L’on a coutume de voir dans le personnage d’Henri VIII le fondateur de l’anglicanisme, entendu comme une confession résolument protestante opposée au catholicisme. Pourtant, rien n’est plus erroné d’un point de vue historique. En se déclarant chef suprême de l’Église d’Angleterre et pape en son royaume, le souverain anglais ne fait qu’entamer une rupture purement institutionnelle avec le siège pontifical, sans pour autant rejeter la théologie et les dogmes catholiques romains. Un tel épisode incarne en réalité, en la poussant à l’extrême, une tendance des catholicismes nationaux, commune dans l’Europe du XVIe siècle, à revendiquer une autonomie voire une indépendance à l’égard de Rome et du pape. C’est ce mouvement que l’on appelle habituellement, dans le cas de la France, le gallicanisme.
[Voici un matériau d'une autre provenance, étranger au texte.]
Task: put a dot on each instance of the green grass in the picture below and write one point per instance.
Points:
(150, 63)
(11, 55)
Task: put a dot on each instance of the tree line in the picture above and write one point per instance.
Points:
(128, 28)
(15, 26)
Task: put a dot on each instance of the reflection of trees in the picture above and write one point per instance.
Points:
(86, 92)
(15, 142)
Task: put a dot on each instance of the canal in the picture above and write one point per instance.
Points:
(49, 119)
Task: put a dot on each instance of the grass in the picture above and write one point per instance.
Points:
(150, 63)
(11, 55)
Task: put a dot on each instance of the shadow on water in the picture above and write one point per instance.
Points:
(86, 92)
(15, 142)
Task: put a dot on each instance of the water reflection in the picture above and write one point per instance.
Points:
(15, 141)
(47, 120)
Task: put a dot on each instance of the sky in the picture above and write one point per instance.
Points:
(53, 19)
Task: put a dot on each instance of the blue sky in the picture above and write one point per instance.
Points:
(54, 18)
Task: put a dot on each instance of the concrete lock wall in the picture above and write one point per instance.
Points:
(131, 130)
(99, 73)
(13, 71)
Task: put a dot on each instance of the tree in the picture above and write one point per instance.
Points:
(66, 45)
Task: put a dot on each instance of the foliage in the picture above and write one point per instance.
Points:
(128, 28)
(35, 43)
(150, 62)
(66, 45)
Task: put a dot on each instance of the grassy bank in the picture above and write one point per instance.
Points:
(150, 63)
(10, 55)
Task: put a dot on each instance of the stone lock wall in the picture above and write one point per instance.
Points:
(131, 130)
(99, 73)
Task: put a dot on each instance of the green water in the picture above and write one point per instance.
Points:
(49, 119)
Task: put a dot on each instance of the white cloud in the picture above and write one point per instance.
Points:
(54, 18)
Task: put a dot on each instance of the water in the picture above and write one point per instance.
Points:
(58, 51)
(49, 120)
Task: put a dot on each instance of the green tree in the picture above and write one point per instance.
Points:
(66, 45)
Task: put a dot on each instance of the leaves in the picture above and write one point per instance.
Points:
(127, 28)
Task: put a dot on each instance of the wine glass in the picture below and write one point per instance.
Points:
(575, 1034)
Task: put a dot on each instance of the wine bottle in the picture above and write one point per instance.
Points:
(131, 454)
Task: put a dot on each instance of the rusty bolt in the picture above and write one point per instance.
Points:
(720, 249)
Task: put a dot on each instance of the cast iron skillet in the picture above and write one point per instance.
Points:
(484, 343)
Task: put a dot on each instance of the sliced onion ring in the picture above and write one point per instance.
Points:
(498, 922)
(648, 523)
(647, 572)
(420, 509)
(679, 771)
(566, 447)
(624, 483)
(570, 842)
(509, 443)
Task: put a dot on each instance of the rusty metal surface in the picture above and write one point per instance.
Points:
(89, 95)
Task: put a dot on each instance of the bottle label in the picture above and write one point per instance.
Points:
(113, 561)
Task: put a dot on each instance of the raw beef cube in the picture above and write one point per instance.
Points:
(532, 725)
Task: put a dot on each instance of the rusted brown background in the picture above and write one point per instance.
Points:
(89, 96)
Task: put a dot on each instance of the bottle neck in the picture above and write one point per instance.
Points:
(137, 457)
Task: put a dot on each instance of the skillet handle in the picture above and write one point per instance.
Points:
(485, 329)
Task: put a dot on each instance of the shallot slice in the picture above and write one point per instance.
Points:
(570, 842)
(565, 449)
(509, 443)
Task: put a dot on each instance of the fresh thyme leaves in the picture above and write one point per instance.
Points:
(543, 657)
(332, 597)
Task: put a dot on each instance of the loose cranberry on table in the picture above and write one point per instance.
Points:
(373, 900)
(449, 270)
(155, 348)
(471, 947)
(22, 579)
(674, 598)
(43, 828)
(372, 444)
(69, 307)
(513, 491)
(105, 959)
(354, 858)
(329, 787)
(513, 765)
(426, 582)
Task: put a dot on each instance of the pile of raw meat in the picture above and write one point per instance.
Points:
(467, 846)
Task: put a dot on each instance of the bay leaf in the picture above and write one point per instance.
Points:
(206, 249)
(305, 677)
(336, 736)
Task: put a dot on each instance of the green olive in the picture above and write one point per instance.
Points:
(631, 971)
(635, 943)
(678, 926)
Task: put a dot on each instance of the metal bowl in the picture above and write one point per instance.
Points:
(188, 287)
L’on connaît l’ironie proverbiale de Voltaire. Dans son Essai sur les mœurs et l’esprit des nations, le philosophe déclare : « On sait que l’Angleterre se sépara du pape parce que le roi Henri VIII fut amoureux. » La légende est née : le souverain régnant sur l’Angleterre de 1509 à 1547 aurait fondé une nouvelle religion par amour, pour outrepasser le refus du pape d’annuler son mariage avec Catherine d’Aragon et pouvoir ainsi épouser l’élue de son cœur, Anne Boleyn. La réalité historique est un brin plus complexe. D’une part parce que ce projet de divorce est sans doute moins une affaire de cœur que de succession dynastique. Et surtout, d’autre part, parce qu’Henri VIII, loin de fonder une nouvelle confession protestante, l’« anglicanisme », conserve de fait l’essentiel des dogmes romains, légitimant même la persécution des protestants et autres « hérétiques » dans son royaume.
Le champion du catholicisme romain
Il faut dire qu’Henri n’a jamais éprouvé de sympathie pour des idées que leurs partisans qualifiaient alors volontiers d’« évangéliques ». À l’aube du XVIe siècle, les cercles intellectuels européens s’enflamment dans des débats occasionnés par l’action d’un moine allemand jusque-là inconnu : le 31 octobre 1517, Martin Luther rend publiques ses « 95 thèses », dans lesquelles il développe une théologie fondée sur la justification par la foi et explique que le croyant est agréé en raison de la seule grâce divine et non de mérites qui lui seraient propres. Trois ans plus tard, l’affaire s’envenime : le pape Léon X, par la bulle Exsurge Domine, intime à Luther l’ordre de se rétracter, tandis que le moine de Wittenberg, de son côté, publie un traité de combat, la Captivité babylonienne de l’Église, dirigé contre une papauté qui aurait pris la conscience des chrétiens en otage en inventant des sacrements qui n’ont aucune assise biblique.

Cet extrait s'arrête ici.